A participação do PCI no chamado Conselho Governativo (Governing Council) e no [subsequente] governo designado pelos ocupantes foi planificada muito tempo antes da guerra e da ocupação. Os dirigentes do partido não estão a ser sinceros quando alegam que eles nunca estiveram a favor da guerra e da ocupação nem quando alegam que querem por fim à referida ocupação.

Ao PCI e aos demais partidos colaboracionaistas unem-nos interesses com os ocupantes e, por isso, não há que esperar nada de positivo deles; muito pelo contrário, as forças populares que estão contra a ocupação devem considerá-los como partidos que abandonaram o campo da luta nacional, democrática e internacionalista.

Estes partidos ambicionam a consagração e a perenidade da ocupação enquanto alegam que vão recorrer à negociação com os ocupantes para determinar o tempo da sua estadia no Iraque. Só a luta popular com suas diferentes formas e sob a direcção de uma frente nacional contra a ocupação é capaz de permitir alcançar um futuro melhor para o Iraque.

Apoiamos a reivindicação de organizar eleições livres sob supervisão internacional e imparcial que permitam ter um governo legítimo capaz de manter a independência do país, salvaguardar suas riquezas [nacionais] e de devolvê-lo aos seu ambiente árabe e à comunidade internacional.

PETIÇÃO

Agradecemos vossa solidariedade com o povo iraquiano contra a guerra e o embargo, e vossa luta hoje para que o Iraque recupere sua independência e desfrute da democracia. Agrada-nos que tenhamos contribuído ao vosso lado para esta luta que é universal.

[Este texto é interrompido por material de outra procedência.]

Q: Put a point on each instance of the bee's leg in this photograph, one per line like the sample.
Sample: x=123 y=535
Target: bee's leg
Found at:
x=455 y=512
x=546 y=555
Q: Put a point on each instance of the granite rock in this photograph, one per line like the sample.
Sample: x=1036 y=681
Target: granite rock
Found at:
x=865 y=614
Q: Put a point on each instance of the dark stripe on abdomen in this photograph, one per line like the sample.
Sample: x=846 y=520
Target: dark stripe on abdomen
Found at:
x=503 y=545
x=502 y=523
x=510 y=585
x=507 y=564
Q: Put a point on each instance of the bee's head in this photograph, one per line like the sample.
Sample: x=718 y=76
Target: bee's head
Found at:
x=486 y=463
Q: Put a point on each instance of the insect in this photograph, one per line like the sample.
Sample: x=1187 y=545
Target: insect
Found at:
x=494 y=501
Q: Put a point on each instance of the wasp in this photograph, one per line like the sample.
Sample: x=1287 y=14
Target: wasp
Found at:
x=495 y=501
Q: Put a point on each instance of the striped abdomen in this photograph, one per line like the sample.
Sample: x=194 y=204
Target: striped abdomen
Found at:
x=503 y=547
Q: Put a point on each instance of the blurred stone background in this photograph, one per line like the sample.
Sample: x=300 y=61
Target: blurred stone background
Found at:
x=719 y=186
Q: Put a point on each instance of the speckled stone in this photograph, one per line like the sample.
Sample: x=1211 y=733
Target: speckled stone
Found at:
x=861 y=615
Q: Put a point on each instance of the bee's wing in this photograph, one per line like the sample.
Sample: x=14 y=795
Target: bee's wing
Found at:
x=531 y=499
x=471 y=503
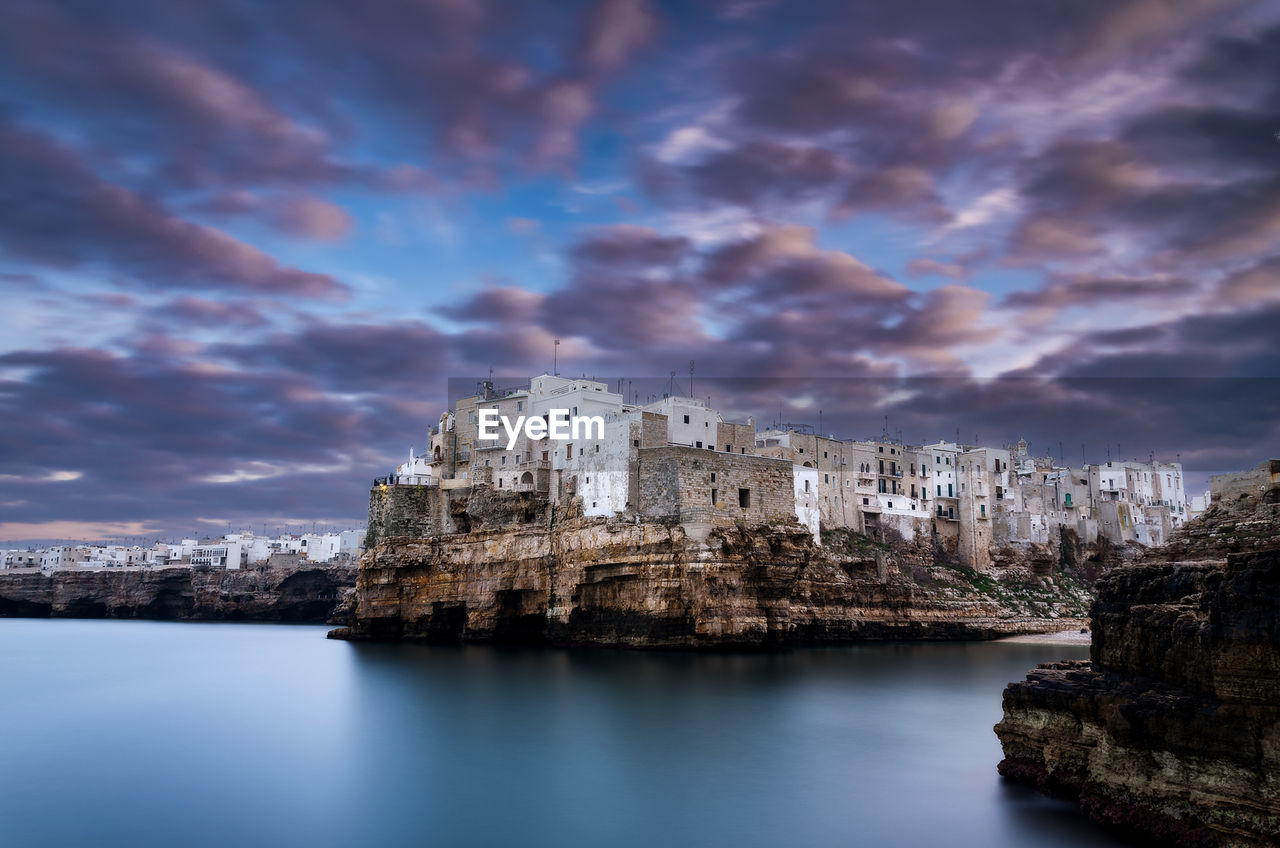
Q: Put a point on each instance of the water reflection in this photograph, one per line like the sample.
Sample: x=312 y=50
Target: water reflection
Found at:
x=155 y=734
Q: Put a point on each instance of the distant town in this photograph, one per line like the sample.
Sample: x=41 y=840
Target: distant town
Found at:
x=229 y=551
x=677 y=459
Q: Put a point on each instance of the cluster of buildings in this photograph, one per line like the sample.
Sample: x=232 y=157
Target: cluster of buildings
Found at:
x=677 y=459
x=229 y=551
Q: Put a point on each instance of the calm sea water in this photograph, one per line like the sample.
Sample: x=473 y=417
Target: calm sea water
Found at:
x=128 y=733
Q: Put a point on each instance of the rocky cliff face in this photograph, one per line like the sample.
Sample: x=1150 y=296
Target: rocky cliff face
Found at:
x=314 y=595
x=1173 y=728
x=528 y=574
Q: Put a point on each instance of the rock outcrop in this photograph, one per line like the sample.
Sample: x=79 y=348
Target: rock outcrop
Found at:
x=1171 y=729
x=526 y=573
x=314 y=595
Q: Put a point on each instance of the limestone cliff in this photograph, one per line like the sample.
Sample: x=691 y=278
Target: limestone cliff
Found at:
x=1173 y=728
x=314 y=595
x=526 y=573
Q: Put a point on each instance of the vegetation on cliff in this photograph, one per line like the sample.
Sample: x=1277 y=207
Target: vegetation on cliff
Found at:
x=517 y=570
x=1171 y=729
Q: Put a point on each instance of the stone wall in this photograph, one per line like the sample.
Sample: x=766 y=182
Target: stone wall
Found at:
x=739 y=437
x=1252 y=482
x=653 y=429
x=676 y=484
x=406 y=510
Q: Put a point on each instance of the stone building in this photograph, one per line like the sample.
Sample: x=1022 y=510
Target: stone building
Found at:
x=677 y=459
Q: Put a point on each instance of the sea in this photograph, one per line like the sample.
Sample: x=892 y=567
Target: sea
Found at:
x=178 y=734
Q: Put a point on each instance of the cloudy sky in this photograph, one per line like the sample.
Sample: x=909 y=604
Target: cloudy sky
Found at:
x=245 y=246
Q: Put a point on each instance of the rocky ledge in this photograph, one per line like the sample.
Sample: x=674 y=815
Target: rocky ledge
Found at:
x=1171 y=730
x=521 y=573
x=307 y=595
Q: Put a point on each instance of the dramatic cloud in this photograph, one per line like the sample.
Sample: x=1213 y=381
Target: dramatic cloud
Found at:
x=243 y=246
x=54 y=210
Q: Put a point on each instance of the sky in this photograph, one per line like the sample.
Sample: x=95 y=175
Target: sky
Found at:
x=245 y=246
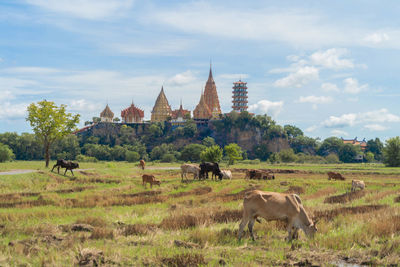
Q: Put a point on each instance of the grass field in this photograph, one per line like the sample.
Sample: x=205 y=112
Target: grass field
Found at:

Esperamos de vós e de todos os partidos progressistas e socialistas, assim como das instituições pró direitos humanos, o apoio à luta do povo iraquiano e a ajuda humanitária urgente às vítimas da guerra e da ocupação.

Esperamos a vossa condenação da postura da direcção do PCI e de todos os partidos e indivíduos que defenderam a guerra e hoje [defendem] a ocupação; pedimos que rompam toda relação com eles. Inversamente, [pedimos] que ouçam as vozes dos patriotas iraquianos de todas as tendências que recusam a ocupação e que lutam pela independência do país e pelo seu progresso.

A maioria dos militantes do PCI e da esquerda iraquiana, que lutam há décadas, estão contra a política da direcção actual do partido. Muitos deles tomaram conhecimento do conteúdo desta carta antes de publicá-la.

Saudações afectuosas,
Baker Ibrahim

9 de Outubro de 2003

O original encontra-se em Comité de Solidariedade com a Causa Árabe.